L’obiettivo dell’elaborato era di stimare la relazione che intercorre tra incertezza e andamento
degli spread, quindi il passo successivo è stato di inserire nel modello l’incertezza economicopolitica, tramite un indicatore proposto dalla letteratura, cioè l’indice EPU di Baker, Bloom
Davis (2012).
Il passo successivo è stato, dopo aver saggiato, tramite matrice di correlazione, l’esistenza di
una correlazione tra gli spread sovrani di tutti i paesi considerati, di aggiungere l’indice EPU
al modello precedentemente stimato.
Tale indice è stato inserito nel modello prima come ennesimo regressore, indipendentemente
dalle altre variabili, poi in interazione con queste e, proprio in quest’ultima forma, il modello
ha fornito le risposte più interessanti.
Le evidenze interessanti fornite dal modello in cui l’incertezza è inserita in interazione con gli
altri regressori sono: una significatività sensibilmente maggiore rispetto ai modelli in cui
l’incertezza non entra o entra indipendentemente, ed una sensibilmente aumentata
significatività degli altri regressori, specialmente quelli che approssimano variabili endogene,
nel momento in cui vengono stimati in relazione con l’indice EPU. Ciò è importante perché
denota che l’incertezza aumenta la significatività dell’impatto di tali regressori
sull’andamento degli spread e aumenta la sensibilità degli investitori rispetto alle differenze
strutturali tra Paesi.
- 66 -
C’è una ulteriore evidenza che a favore dell’utilizzo dell’incertezza come regressore degli
spread: si può notare come, quando l’incertezza va a sostituire la dummy, il modello aumenti
di valore esplicativo, e come inoltre l’incertezza abbia una significatività sensibilmente
maggiore rispetto alla suddetta dummy. Ciò potrebbe essere indice del fatto che l’incertezza,
come la dummy risponde all’esigenza di inserire nel modello gli effetti diretti della crisi,
essendo questa sensibile a shock economico-politici. Tale evidenza indicherebbe anche che
l’incertezza si pone come variabile in grado di far emergere le differenze nei fondamentali
fiscali tra Stati nella determinazione dei rendimenti dei titoli sovrani, differenze che,
altrimenti, per l’area Euro sembrerebbero non essere significative.
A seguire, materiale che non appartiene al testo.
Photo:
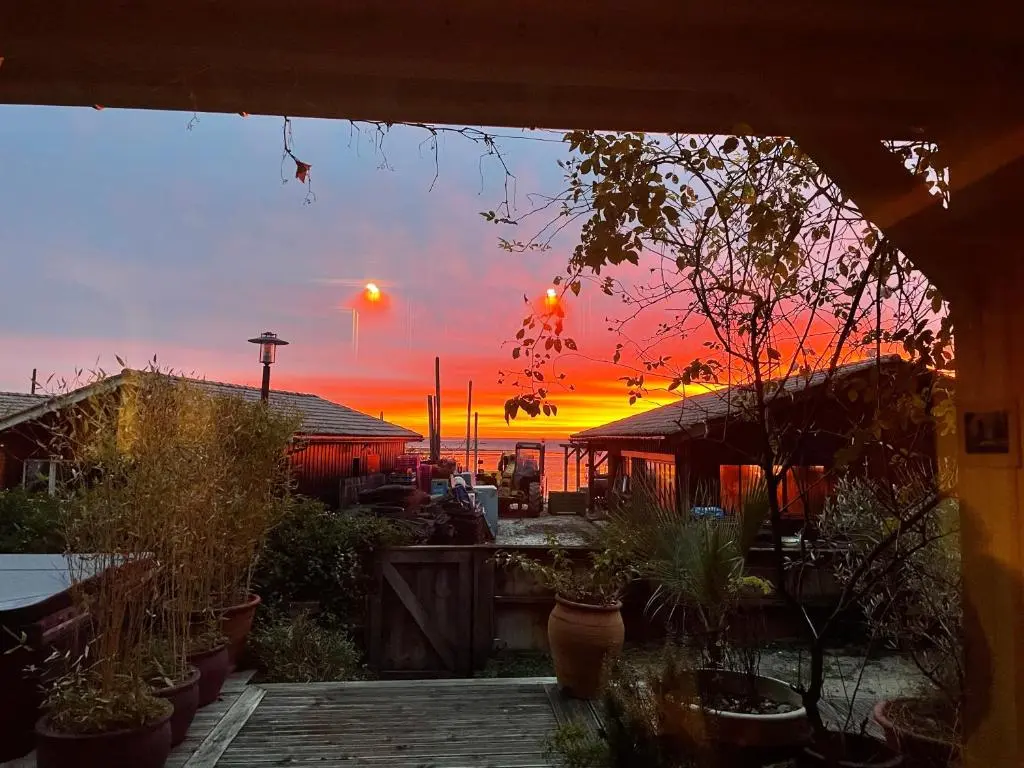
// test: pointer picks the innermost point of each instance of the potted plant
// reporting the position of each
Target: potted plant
(920, 610)
(102, 712)
(697, 566)
(896, 557)
(585, 628)
(173, 681)
(249, 453)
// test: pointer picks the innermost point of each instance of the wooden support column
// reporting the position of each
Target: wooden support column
(973, 251)
(990, 377)
(590, 472)
(565, 468)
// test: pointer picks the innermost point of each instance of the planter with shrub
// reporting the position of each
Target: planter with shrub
(322, 562)
(103, 724)
(585, 629)
(297, 649)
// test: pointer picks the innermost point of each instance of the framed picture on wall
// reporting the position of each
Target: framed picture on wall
(990, 434)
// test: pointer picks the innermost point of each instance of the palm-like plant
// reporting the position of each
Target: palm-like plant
(696, 562)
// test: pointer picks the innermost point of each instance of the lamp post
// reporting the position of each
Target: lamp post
(268, 343)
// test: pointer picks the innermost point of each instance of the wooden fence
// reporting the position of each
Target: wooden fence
(430, 613)
(441, 610)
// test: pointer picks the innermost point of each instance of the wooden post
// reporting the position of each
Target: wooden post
(565, 467)
(476, 445)
(590, 473)
(437, 408)
(430, 425)
(469, 411)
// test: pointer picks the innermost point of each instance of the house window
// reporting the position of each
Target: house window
(41, 475)
(656, 472)
(803, 489)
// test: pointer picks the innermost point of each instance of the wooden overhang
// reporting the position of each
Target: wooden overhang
(888, 70)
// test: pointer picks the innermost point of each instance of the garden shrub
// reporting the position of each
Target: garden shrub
(325, 557)
(299, 650)
(30, 523)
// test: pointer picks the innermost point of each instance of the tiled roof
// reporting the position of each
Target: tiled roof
(11, 402)
(708, 407)
(320, 417)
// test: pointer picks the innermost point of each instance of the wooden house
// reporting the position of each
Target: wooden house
(706, 449)
(334, 441)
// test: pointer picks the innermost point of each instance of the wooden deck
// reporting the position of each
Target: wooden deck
(488, 723)
(411, 724)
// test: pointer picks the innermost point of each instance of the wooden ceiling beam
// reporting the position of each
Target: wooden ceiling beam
(899, 204)
(986, 195)
(873, 68)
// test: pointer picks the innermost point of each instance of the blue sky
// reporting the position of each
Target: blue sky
(128, 232)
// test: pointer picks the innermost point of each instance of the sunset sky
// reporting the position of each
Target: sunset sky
(135, 235)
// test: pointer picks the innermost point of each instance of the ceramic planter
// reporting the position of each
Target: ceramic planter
(741, 730)
(146, 747)
(214, 667)
(918, 749)
(236, 623)
(583, 638)
(184, 697)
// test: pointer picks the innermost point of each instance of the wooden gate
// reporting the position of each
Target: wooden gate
(431, 611)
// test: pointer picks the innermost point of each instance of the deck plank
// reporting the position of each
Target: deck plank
(214, 745)
(398, 724)
(207, 718)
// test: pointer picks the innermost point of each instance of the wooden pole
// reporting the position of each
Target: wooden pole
(590, 474)
(437, 407)
(430, 424)
(565, 467)
(469, 412)
(476, 445)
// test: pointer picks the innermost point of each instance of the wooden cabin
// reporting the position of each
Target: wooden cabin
(334, 441)
(705, 450)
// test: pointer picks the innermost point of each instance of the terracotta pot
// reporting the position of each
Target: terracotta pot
(236, 623)
(582, 639)
(850, 751)
(147, 747)
(916, 749)
(184, 697)
(214, 667)
(740, 729)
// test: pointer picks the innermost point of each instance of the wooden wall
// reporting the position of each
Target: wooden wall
(321, 465)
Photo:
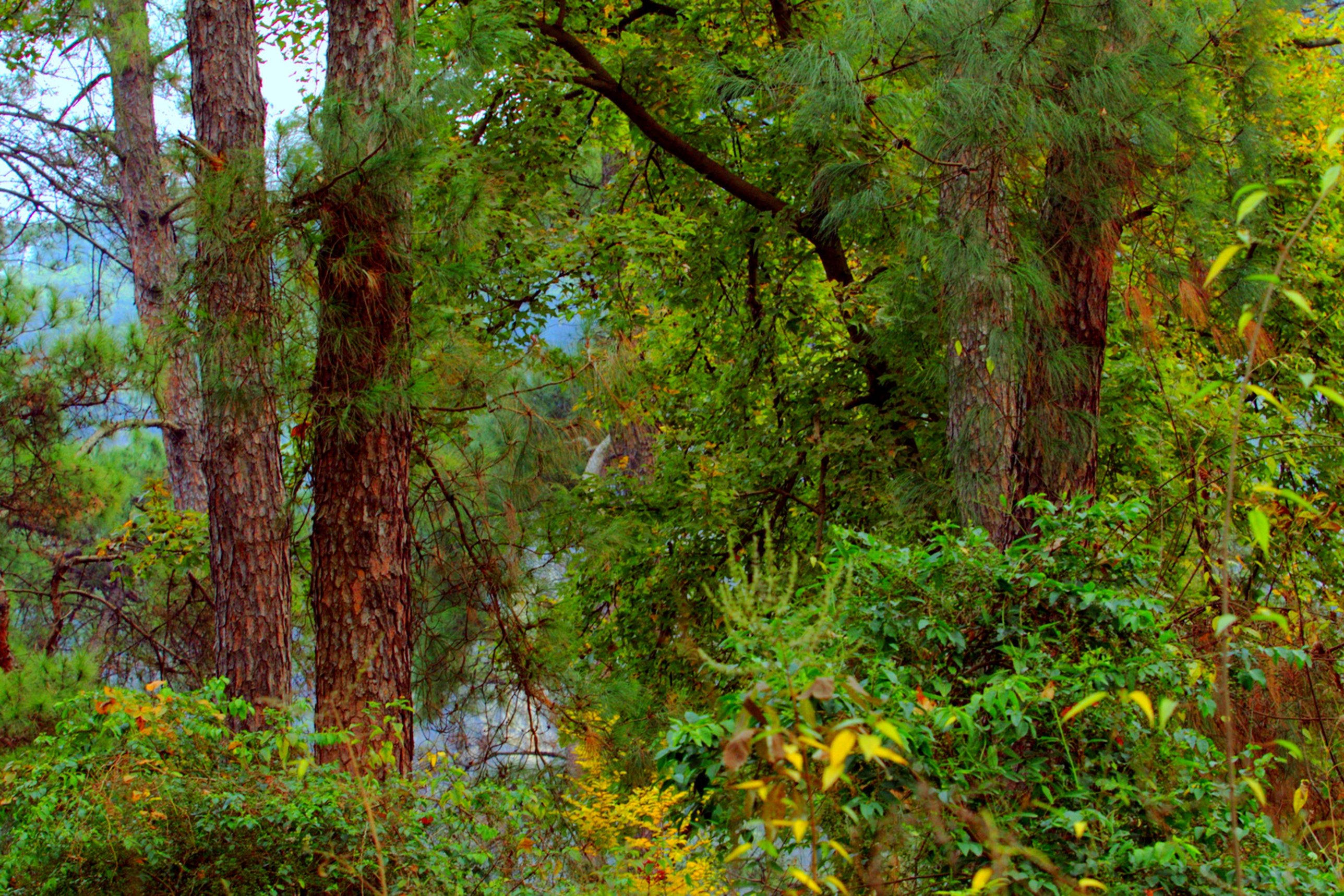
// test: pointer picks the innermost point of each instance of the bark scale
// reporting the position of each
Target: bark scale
(152, 244)
(984, 389)
(1067, 343)
(362, 432)
(249, 517)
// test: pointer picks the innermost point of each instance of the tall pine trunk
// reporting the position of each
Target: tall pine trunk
(152, 245)
(249, 519)
(1067, 344)
(984, 395)
(362, 601)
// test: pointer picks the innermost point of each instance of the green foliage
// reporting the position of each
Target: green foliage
(33, 694)
(153, 793)
(1028, 711)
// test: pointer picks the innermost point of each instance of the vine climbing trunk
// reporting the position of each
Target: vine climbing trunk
(362, 437)
(984, 389)
(152, 244)
(249, 519)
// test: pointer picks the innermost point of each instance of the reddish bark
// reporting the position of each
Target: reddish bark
(6, 655)
(1066, 342)
(152, 244)
(249, 519)
(984, 390)
(362, 434)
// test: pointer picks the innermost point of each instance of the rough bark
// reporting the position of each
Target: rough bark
(6, 653)
(249, 520)
(984, 395)
(1067, 337)
(152, 245)
(362, 434)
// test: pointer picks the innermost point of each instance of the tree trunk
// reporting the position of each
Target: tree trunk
(249, 519)
(1067, 340)
(6, 653)
(362, 603)
(984, 393)
(153, 246)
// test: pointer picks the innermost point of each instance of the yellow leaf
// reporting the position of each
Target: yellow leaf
(806, 879)
(1146, 704)
(835, 881)
(841, 748)
(1082, 704)
(1301, 796)
(890, 730)
(1221, 262)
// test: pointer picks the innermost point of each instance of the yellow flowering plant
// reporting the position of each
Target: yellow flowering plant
(636, 840)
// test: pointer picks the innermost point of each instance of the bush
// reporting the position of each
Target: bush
(152, 793)
(1019, 719)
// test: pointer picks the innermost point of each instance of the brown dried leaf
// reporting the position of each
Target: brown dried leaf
(823, 688)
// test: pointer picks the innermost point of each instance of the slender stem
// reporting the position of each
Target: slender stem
(1226, 559)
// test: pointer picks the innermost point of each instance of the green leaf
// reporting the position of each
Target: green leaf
(1165, 711)
(1293, 750)
(1250, 203)
(1245, 190)
(1329, 178)
(1298, 299)
(1331, 394)
(1221, 262)
(1260, 528)
(1265, 614)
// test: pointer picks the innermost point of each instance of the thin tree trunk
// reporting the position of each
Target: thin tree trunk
(6, 653)
(153, 246)
(984, 391)
(1067, 344)
(249, 519)
(362, 602)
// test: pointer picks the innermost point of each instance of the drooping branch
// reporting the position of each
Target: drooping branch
(1316, 43)
(808, 225)
(115, 426)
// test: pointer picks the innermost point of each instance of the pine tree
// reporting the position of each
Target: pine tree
(362, 441)
(249, 519)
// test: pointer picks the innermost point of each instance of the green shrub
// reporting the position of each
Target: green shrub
(152, 793)
(33, 691)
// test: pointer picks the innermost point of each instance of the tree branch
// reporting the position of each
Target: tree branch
(600, 81)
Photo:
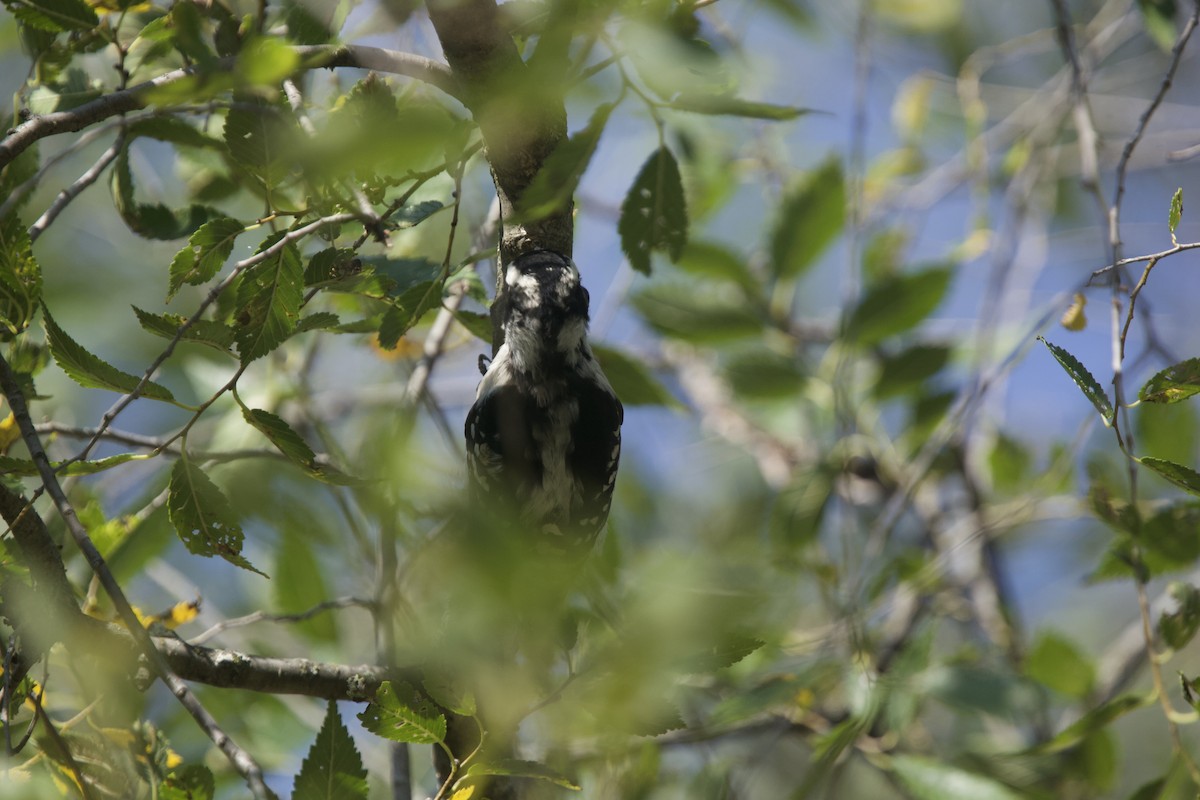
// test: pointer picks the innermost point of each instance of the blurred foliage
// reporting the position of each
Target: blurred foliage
(813, 579)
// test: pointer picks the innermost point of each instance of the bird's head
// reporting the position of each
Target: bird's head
(546, 310)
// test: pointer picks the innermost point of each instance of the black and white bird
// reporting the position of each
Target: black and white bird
(544, 433)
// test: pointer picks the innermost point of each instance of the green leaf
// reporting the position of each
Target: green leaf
(10, 465)
(1174, 384)
(1095, 720)
(479, 325)
(811, 216)
(689, 312)
(333, 769)
(1084, 379)
(450, 696)
(54, 16)
(89, 371)
(202, 516)
(205, 253)
(400, 714)
(1182, 476)
(190, 782)
(1057, 663)
(516, 768)
(715, 262)
(1158, 16)
(909, 370)
(408, 310)
(897, 304)
(927, 779)
(555, 184)
(21, 278)
(304, 587)
(153, 220)
(654, 215)
(203, 331)
(724, 104)
(263, 139)
(634, 384)
(269, 300)
(281, 434)
(1180, 626)
(760, 373)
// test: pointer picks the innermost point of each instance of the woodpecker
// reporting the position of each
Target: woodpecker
(544, 433)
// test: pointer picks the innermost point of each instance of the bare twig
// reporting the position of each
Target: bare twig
(263, 617)
(87, 179)
(239, 758)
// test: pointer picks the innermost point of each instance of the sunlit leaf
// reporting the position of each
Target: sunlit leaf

Alla luce dei risultati appena elencati si può affermare che l’incertezza ha un significativo
impatto sull’andamento degli spread, non tanto come regressore diretto di tali indici (a parte il
caso dell’Italia presenta p-value (t) abbastanza elevati), ma piuttosto come variabile in grado
di amplificare gli effetti dei regressori più tradizionalmente riconosciuti come driver dei
rendimenti obbligazionari sovrani ed in grado di amplificare la risonanza delle differenze
strutturali tra Paesi, ciò si pone in accordo con quanto sostenuto dalla precedente letteratura,
la quale unanimemente attribuisce alle variabili esterne la maggiore rilevanza nella
determinazione dei rendimenti dei titoli di Stato.